Taro (9 years) did a bake sale and Kiyoshi (7 years) made Christmas cards.  Other major contributors were the Grades 1 and 2 classes at McKernan with special help from Mme. Lewis and Mme. Rosa.   These two classrooms made over 150 creative and colourful cards and raised over $350 at the McKernan Christmas concert. Well done!  Their contribution alone raised enough money to buy a pencil case filled with school supplies for each of the 160 students!  In addition, with generous donations from our friends and family, we raised over $1000 to buy a new pair of shoes for each of the students.  A later donation will be used to buy a printer, scanner, and USB stick.   
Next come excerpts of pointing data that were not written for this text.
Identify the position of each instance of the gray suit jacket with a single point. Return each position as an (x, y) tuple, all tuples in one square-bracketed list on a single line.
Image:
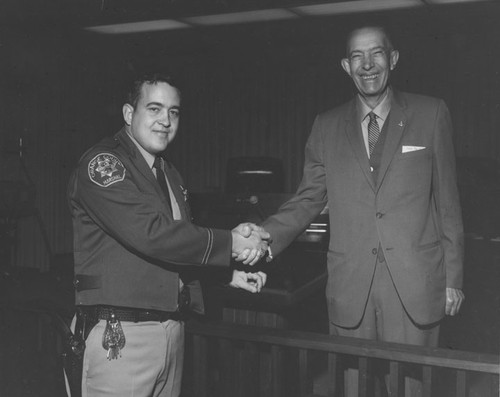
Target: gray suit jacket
[(412, 210)]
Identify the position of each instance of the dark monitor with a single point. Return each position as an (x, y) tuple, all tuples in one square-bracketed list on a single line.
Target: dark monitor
[(254, 175)]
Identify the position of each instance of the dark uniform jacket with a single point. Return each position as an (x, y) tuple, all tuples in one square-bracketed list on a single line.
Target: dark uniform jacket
[(128, 250)]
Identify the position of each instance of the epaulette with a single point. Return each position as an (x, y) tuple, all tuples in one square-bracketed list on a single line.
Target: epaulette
[(108, 143)]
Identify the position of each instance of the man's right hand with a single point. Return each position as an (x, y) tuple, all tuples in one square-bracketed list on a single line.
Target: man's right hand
[(250, 243)]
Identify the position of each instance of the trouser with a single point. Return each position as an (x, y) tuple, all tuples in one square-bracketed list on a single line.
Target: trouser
[(149, 365), (385, 319)]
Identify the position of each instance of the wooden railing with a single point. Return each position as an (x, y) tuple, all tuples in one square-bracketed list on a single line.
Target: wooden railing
[(233, 360)]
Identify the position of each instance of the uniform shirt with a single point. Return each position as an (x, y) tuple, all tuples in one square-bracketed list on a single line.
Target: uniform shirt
[(150, 159)]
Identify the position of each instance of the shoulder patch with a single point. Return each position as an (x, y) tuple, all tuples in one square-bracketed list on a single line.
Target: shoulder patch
[(105, 169)]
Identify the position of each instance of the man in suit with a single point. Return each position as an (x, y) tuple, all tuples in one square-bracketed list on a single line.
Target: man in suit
[(396, 238), (136, 251)]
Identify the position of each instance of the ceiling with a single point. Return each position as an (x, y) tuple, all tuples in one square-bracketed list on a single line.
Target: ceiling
[(131, 16)]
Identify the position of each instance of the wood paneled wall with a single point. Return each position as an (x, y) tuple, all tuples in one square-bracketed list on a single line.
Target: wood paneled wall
[(249, 90)]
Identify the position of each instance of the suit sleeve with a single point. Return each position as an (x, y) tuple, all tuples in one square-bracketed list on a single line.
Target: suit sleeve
[(294, 216), (138, 220), (446, 198)]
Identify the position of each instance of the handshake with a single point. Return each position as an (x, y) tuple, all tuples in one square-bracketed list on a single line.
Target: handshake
[(250, 243)]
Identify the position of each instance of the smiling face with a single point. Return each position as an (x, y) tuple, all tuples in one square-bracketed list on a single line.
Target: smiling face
[(154, 121), (370, 60)]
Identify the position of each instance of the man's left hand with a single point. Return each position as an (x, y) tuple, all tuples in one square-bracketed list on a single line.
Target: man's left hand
[(252, 282), (454, 299)]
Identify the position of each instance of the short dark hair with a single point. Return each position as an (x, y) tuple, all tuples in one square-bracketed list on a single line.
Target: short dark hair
[(134, 91), (374, 27)]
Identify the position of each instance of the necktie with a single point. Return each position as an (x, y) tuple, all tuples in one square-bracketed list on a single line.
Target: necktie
[(162, 180), (373, 131)]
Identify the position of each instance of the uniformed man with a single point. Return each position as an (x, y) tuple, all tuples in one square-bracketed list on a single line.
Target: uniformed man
[(133, 242)]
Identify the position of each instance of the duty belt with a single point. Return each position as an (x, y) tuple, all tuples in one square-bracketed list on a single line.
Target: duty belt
[(102, 312)]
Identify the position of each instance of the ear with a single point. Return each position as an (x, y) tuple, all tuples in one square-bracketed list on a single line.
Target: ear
[(393, 60), (127, 111), (346, 65)]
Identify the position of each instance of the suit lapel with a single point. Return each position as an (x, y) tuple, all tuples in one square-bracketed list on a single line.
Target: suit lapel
[(395, 129), (355, 137)]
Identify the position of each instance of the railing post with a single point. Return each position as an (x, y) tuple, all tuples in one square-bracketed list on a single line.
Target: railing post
[(364, 384), (200, 365), (305, 385), (335, 375), (276, 371), (426, 381), (461, 383)]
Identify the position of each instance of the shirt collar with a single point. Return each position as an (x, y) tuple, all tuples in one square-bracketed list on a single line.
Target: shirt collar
[(381, 110), (150, 159)]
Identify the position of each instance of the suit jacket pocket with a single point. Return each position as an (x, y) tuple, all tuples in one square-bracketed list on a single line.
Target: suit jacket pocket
[(416, 153), (428, 246)]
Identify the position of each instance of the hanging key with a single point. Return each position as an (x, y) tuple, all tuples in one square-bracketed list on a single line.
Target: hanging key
[(113, 339)]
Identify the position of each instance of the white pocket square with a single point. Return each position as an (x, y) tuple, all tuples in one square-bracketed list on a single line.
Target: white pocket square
[(407, 149)]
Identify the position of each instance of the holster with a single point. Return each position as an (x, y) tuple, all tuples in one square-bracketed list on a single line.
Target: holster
[(73, 351)]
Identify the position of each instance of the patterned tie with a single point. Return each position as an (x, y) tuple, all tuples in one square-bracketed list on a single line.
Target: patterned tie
[(373, 131), (162, 180)]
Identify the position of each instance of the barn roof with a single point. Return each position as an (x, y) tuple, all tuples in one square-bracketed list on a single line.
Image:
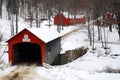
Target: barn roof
[(45, 34)]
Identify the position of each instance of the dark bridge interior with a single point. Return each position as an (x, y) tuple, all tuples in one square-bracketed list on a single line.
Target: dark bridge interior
[(26, 52)]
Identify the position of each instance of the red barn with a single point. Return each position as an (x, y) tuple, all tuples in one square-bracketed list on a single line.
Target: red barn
[(60, 19), (34, 45)]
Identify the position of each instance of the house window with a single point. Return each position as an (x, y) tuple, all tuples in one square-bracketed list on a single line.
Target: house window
[(49, 50)]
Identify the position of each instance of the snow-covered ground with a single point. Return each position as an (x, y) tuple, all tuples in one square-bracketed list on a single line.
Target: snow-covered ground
[(91, 66)]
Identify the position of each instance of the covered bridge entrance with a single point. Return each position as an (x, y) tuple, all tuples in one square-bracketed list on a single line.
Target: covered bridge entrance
[(34, 45)]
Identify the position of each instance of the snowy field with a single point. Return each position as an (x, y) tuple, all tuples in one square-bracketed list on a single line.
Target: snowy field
[(91, 66)]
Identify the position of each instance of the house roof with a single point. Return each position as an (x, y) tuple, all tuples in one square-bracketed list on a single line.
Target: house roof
[(45, 34)]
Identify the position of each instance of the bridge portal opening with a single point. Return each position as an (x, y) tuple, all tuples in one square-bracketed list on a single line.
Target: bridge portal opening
[(27, 52)]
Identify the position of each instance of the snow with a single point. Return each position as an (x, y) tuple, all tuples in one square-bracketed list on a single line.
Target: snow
[(91, 66)]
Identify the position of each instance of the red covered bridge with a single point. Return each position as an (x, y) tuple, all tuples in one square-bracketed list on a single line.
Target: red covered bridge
[(60, 19)]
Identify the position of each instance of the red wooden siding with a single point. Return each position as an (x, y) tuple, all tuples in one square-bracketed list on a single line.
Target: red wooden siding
[(19, 38)]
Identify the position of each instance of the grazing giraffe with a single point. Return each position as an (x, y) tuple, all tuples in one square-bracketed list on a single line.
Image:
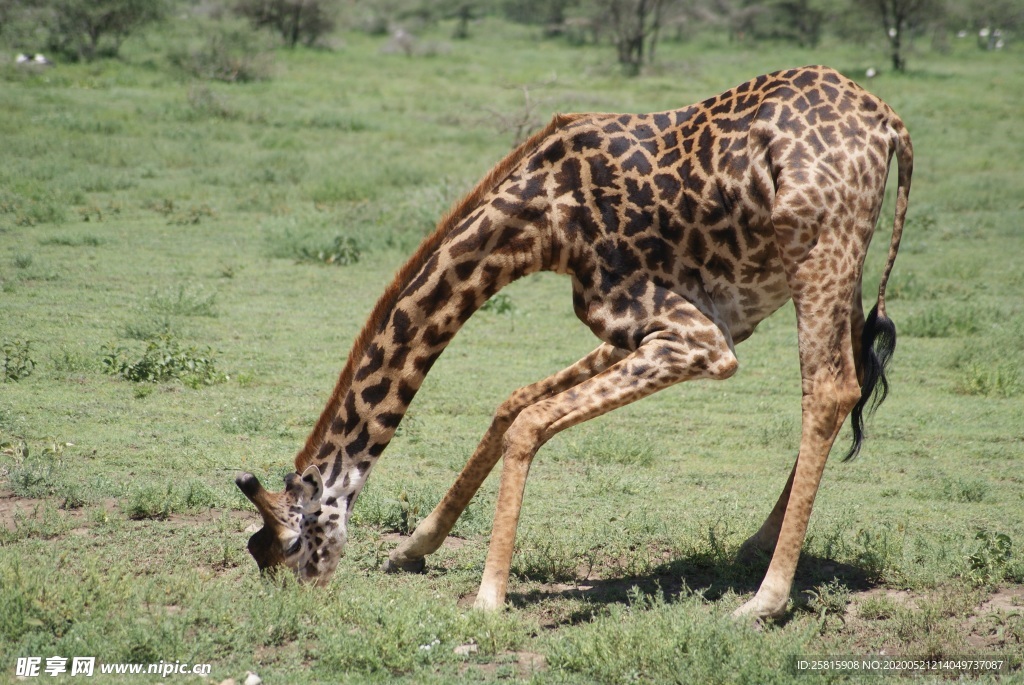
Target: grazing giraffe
[(680, 230)]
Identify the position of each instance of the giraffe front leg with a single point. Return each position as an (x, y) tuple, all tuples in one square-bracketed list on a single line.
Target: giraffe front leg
[(763, 542), (432, 530), (665, 357)]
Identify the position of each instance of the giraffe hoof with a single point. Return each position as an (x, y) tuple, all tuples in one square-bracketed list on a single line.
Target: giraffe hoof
[(416, 565), (754, 552), (756, 610)]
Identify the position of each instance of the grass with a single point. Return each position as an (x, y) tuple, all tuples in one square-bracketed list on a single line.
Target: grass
[(140, 206)]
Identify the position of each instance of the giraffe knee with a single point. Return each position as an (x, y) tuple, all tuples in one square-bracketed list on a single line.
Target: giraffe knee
[(525, 435)]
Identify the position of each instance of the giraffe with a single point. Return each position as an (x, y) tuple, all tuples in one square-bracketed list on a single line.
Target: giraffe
[(680, 230)]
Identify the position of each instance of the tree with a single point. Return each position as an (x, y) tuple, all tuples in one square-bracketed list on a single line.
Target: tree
[(634, 26), (802, 20), (87, 29), (899, 17), (295, 20)]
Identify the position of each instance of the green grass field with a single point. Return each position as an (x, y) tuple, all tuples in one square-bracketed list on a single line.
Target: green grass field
[(141, 209)]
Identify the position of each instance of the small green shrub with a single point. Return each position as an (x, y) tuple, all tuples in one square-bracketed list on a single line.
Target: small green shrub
[(232, 55), (995, 379), (500, 304), (153, 503), (183, 301), (965, 489), (74, 241), (70, 360), (164, 359), (941, 323), (342, 252), (17, 361), (988, 564), (605, 446)]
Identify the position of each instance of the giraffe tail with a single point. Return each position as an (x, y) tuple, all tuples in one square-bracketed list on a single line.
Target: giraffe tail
[(878, 340)]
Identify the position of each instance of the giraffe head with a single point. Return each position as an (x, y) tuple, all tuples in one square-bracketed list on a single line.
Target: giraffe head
[(300, 529)]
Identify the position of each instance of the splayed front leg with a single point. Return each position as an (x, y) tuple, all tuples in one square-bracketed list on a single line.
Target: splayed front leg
[(762, 543), (430, 533), (682, 344)]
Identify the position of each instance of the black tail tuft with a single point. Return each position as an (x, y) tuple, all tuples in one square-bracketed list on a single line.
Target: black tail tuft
[(878, 342)]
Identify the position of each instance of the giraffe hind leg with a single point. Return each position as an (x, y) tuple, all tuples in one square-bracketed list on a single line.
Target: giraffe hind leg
[(683, 346), (434, 528), (829, 384), (763, 542)]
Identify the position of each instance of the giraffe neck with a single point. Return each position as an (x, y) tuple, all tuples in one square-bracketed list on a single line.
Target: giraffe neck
[(486, 251)]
To set the stage here, the rural schools in Sri Lanka operate with very little money.  Thumbe school is a lovely and well maintained school, but the classrooms are not well resourced.  The students who attend the school also have very little money.   An $8 pair of shoes is a bargain to us but is very difficult to afford if you make less than $10/day.  Can you imagine spending your day's income so one of your children could wear shoes to school? 


Our small gift to Thumbe school paled in comparison to what the school gave to us.  We simply hoped that we could see the classrooms and meet the students but what we got was so much more.  We drove an hour outside of Matara city through lush green forest, palm trees, hills and streams to where all the students dressed in sparkly regalia awaited to parade us with a colourful Sri Lankan dance up the laneway to the school.  This was followed by a Sri Lankan feast with too many delicious dishes to even count along with a sweet cup of ginger tea. This epic event was attended by Mr. Gamage the founder of UKFG, the principal, teachers, and even some local school directors.


After all this, the main event was still yet to come!  Each of the classrooms performed entertaining dances and songs as you will see from the photos.  This is a group of very very talented young people!  We were completely overwhelmed with their warmth and kindness and the amount of work that went into our very special day.  We got so much more than we ever could have expected. 


This event would not have been possible without Devsiri and Mr. Gamage from UKFG.  I'm sure we have no idea the countless hours of work that happened behind the scenes to organize all of this for us.  The performance that the school put on was a very special gift.  THANK YOU to the teachers and students for all of your hard work.  You gave us so much more than our small gift to you.